Сейчас им не нужны слова. Следующие несколько недель только разговоры и будут их связывать. Печаль тягуче заполняет сердце Хосока. Он обещал себе не утягивать Юнги в неопределенные отношения, когда тому уже разбили однажды сердце таким образом. Он хотел бы остановить время и остаться здесь навсегда.
— Прекрати уже хоронить наши отношения, — Юнги пододвигается поближе и обнимает Хосока, утыкаясь носом тому в ключицу.
— Что? — Чон отвечает на объятие, пальцами перебирая позвонки парня сквозь тонкую ткань футболки.
— У тебя на лице все написано. Ты борешься сам с собой и боишься, что сделал неправильный выбор, — Юнги дал ему секунду обдумать сказанное, — Это не так. Ты успешно завершишь работу, вернешься в Корею, и я буду встречать тебя с самым дурацким букетом цветов, какой только сможет сделать флорист.
— Хочу, чтоб там был подсолнух, — Хосок улыбнулся, представляя эту картину.
— Я позабочусь о том, чтобы он обязательно там был, — смех брюнета приятно пощекотал кожу.
Юнги оставляет невесомый поцелуй на ключице Хосока, затем перебирается к губам и, медленно проведя языком по нижней губе парня, наконец, целует его. Блондин прикрывает глаза, погружаясь в этот поцелуй как в омут, забывая дышать и отчаянно сжимая в своих объятиях Юнги. Пальцы брюнета пробежались по спине Хосока, и теперь щекотали его затылок, зарываясь в светлые волосы.

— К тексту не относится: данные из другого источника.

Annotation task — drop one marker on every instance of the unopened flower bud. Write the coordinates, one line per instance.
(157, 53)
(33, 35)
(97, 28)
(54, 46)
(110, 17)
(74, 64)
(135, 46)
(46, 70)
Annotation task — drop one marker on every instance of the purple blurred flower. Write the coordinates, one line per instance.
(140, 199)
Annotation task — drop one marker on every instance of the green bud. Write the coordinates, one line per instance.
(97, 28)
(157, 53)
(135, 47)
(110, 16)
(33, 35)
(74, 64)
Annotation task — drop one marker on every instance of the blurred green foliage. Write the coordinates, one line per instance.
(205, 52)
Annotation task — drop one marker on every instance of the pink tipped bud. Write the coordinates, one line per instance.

— Кажется, скоро уже рассвет, — едва отрываясь от поцелуя, шепчет Юнги, ухмыляясь.
Хосок, смеясь, одной рукой дотягивается до лампы и выключает ее. Комната погружается во тьму, и какое-то время им обоим не видно ни зги.
— Встретим его? — Хосок поворачивается на спину, так что Юнги лежит с ним в обнимку, положив голову на грудь.

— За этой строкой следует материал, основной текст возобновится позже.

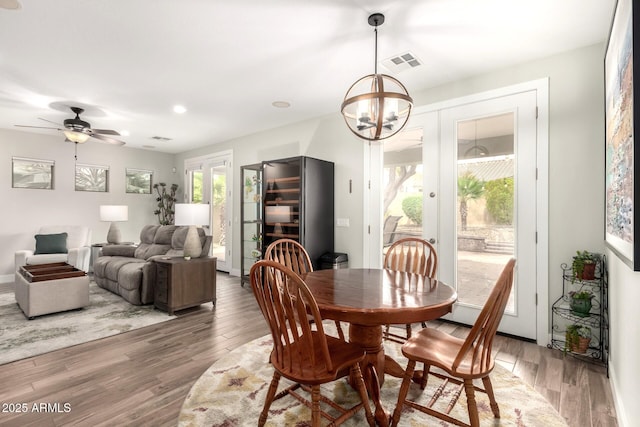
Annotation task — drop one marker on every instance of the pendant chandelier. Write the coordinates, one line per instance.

— Еще пара часов. Выдержишь?
Нет. Он абсолютно не выдерживает происходящее, от которого хочется кричать во всю глотку. И не известно, радостный это будет крик, либо вопль отчаяния. Но вместо правды еще одна ласковая улыбка.
— Конечно. Расскажи мне о себе. О своей семье.
Юнги напрягается и на минуту застывает, словно бы перестав даже дышать.
— Это не слишком веселая история, — монотонно выдает парень наконец.
Хосок тут же пожалел, что поднял эту тему.
— Прости, если не хочешь, ничего страшного.
— Нет, все в порядке, — пальцы Юнги крепко сжали футболку Хосока где-то в области ребер, — просто дай знать, если мне нужно будет остановиться.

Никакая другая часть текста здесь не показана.